180910 08:24:20 19163 acc_Audit: http grant  uscmsPool001@[::ffff:XXX.YYY.ZZZ.AAA] create /store/.../BBbar_JpsiFilter_SoftQCD_GEN_SIM_2441.root
Resulting PFN: /user/uscms01/pnfs/unl.edu/data4/cms/store/.../BBbar_JpsiFilter_SoftQCD_GEN_SIM_2441.root
Resulting PFN: /user/uscms01/pnfs/unl.edu/data4/cms/store/.../BBbar_JpsiFilter_SoftQCD_GEN_SIM_2441.root
File we will access: /user/uscms01/pnfs/unl.edu/data4/cms/store/.../BBbar_JpsiFilter_SoftQCD_GEN_SIM_2441.root
org.apache.hadoop.ipc.RemoteException(java.io.IOException): File /user/uscms01/pnfs/unl.edu/data4/cms/store/.../BBbar_JpsiFilter_SoftQCD_GEN_SIM_2441.root could only be replicated to 0 nodes instead of minReplication (=1).  There are 207 datanode(s) running and no node(s) are excluded in this operation.
RemoteException: File /user/uscms01/pnfs/unl.edu/data4/cms/store/.../BBbar_JpsiFilter_SoftQCD_GEN_SIM_2441.root could only be replicated to 0 nodes instead of minReplication (=1).  There are 207 datanode(s) running and no node(s) are excluded in this operation.
org.apache.hadoop.ipc.RemoteException(java.io.IOException): File /user/uscms01/pnfs/unl.edu/data4/cms/store/.../BBbar_JpsiFilter_SoftQCD_GEN_SIM_2441.root could only be replicated to 0 nodes instead of minReplication (=1).  There are 207 datanode(s) running and no node(s) are excluded in this operation.
180910 08:24:20 4341 hdfs_close: Unable to close /user/uscms01/pnfs/unl.edu/data4/cms/store/.../BBbar_JpsiFilter_SoftQCD_GEN_SIM_2441.root; Unknown error 255

(log snippet lightly edited to remove user name and IP addresses)

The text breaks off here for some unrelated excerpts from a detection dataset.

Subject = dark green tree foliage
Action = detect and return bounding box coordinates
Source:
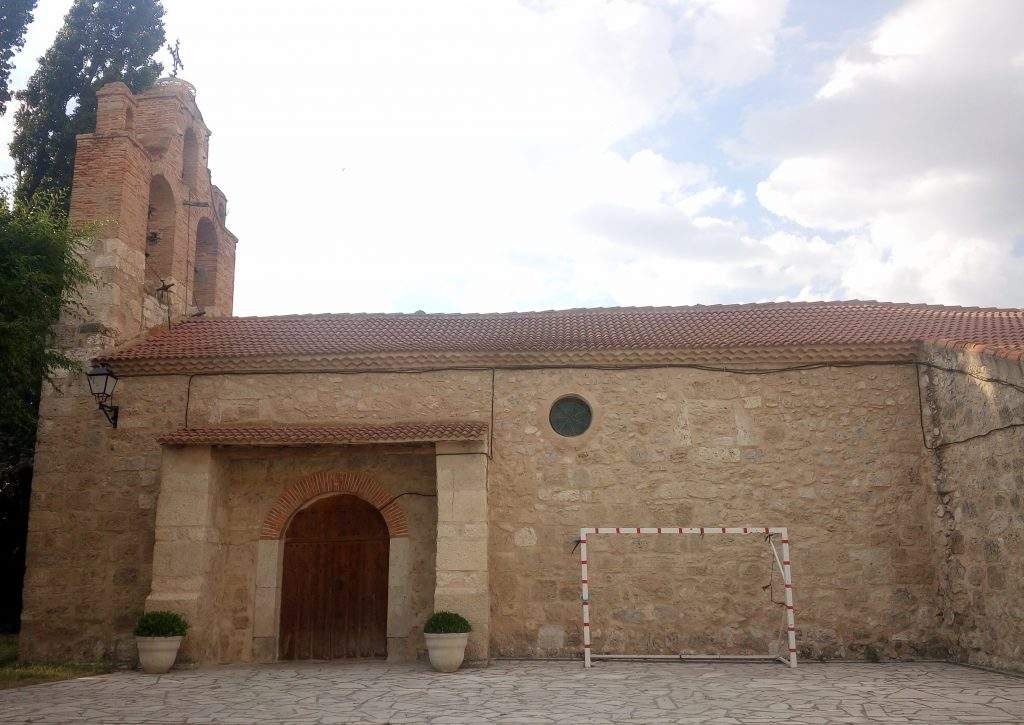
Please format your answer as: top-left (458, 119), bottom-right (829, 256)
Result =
top-left (0, 193), bottom-right (90, 631)
top-left (10, 0), bottom-right (164, 200)
top-left (0, 0), bottom-right (36, 116)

So, the last error message is about hdfs_close. Hence, I think the failure is in the close code.

Indeed, here we delete the object:

https://github.com/xrootd/xrootd/blob/master/src/XrdXrootd/XrdXrootdXeq.cc#L541

That eventually calls XrdXrootdFile's destructor which indeed zeros out fp->XrdSfsp, causing the segfault.


You are receiving this because you are subscribed to this thread.
Reply to this email directly, view it on GitHub, or mute the thread.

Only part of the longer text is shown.